GO and KEGG enrichment analysis of overlapping DEGs
To explore the shared pathogenesis of AS and AIDS, we took the overlapping DEGs mentioned above on GO and KEGG pathway enrichment analysis with the help of DAVID. BP terms showed the DEGs were enriched in “response to virus”, “inflammatory response” and “defense response to virus” (Fig. 3A). In CC, the terms “extracellular region” and “external side of plasma membrane” were significantly enrichment (Fig. 3B). Therefore, we hypothesized that DEGs mainly influence extracellular. And DEGs were mainly enriched GO terms for MF in “chemokine activity” significantly (Fig. 3C). Moreover, we conducted KEGG pathway enrichment analysis with DAVID. The following KEGG pathway were “viral protein interaction with cytokine and cytokine receptor”, “Chemokine signaling pathway”, “Toll-like receptor signaling pathway” and “Cytokine-cytokine receptor interaction” (Fig. 3D). The full results of enrichment analyses were showed in Supplementary Table 2.

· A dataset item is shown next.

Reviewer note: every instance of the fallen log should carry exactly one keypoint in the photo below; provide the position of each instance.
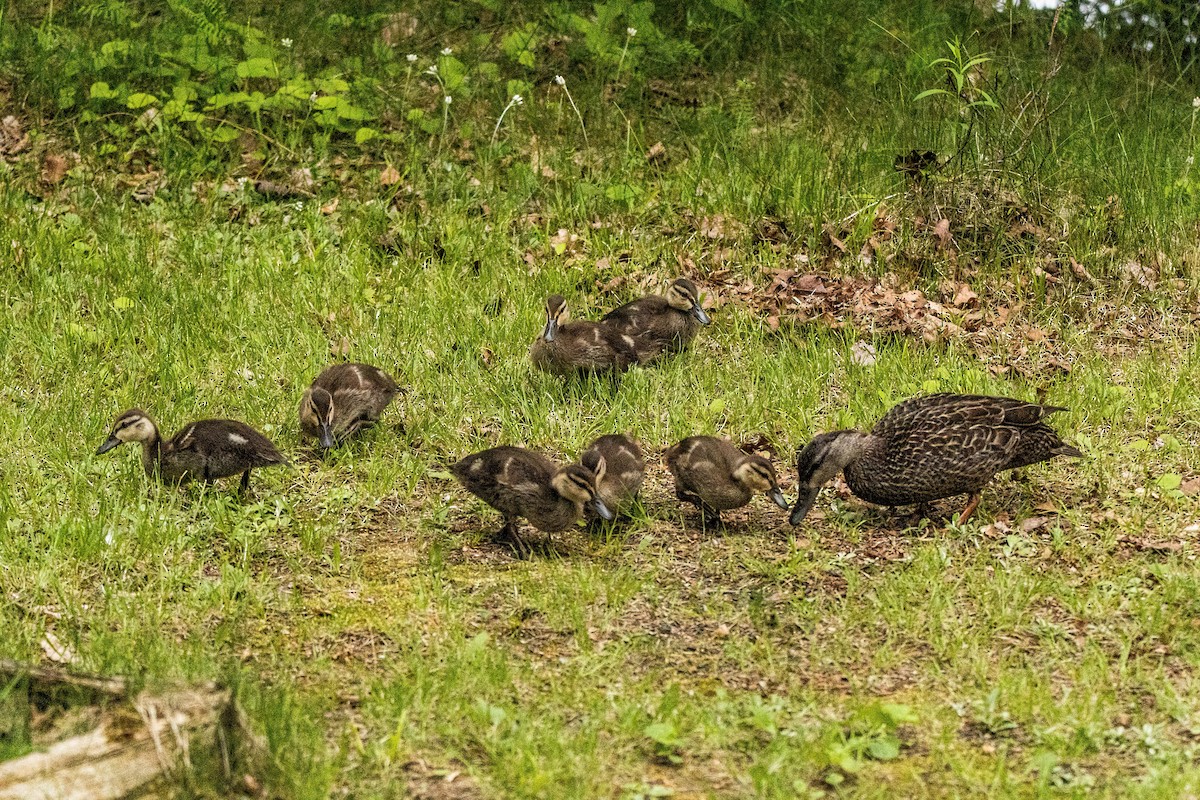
(139, 744)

The result of GO and KEGG pathway enrichment analyses. (A–C) GO analysis (BP, CC, M) of overlapping DEGs, The X-axis refers to the gene ratio, Y-axis represents the different ontologies, the circle size represents the gene counts, and the color indicates the significance. (D) KEGG pathways analysis of overlapping DEGs.
PPI network construction and hub gene pre-selection
The overlapping 48 DEG-encoded proteins and their interactions among each other can be valuable clue to understand a system-wide of cellular function21. PPI network of above DEGs was analyzed using the STRING database (Supplementary Fig. 1). After eliminating DEG-encoded proteins with poor interaction (n = 6), 42 DEGs were retained and visualized by the Cytoscape (Supplementary Fig. 2A). To have a more credible result, three topological algorithms(Closeness, Degree and Betweenness) were utilized to screen hub genes (Supplementary Fig. 2B–D). Then we intersected the results of top 20 three topological algorithms (Supplementary Table 3). Finally, 15 hub genes were obtained after pre-selection (Supplementary Fig. 2E).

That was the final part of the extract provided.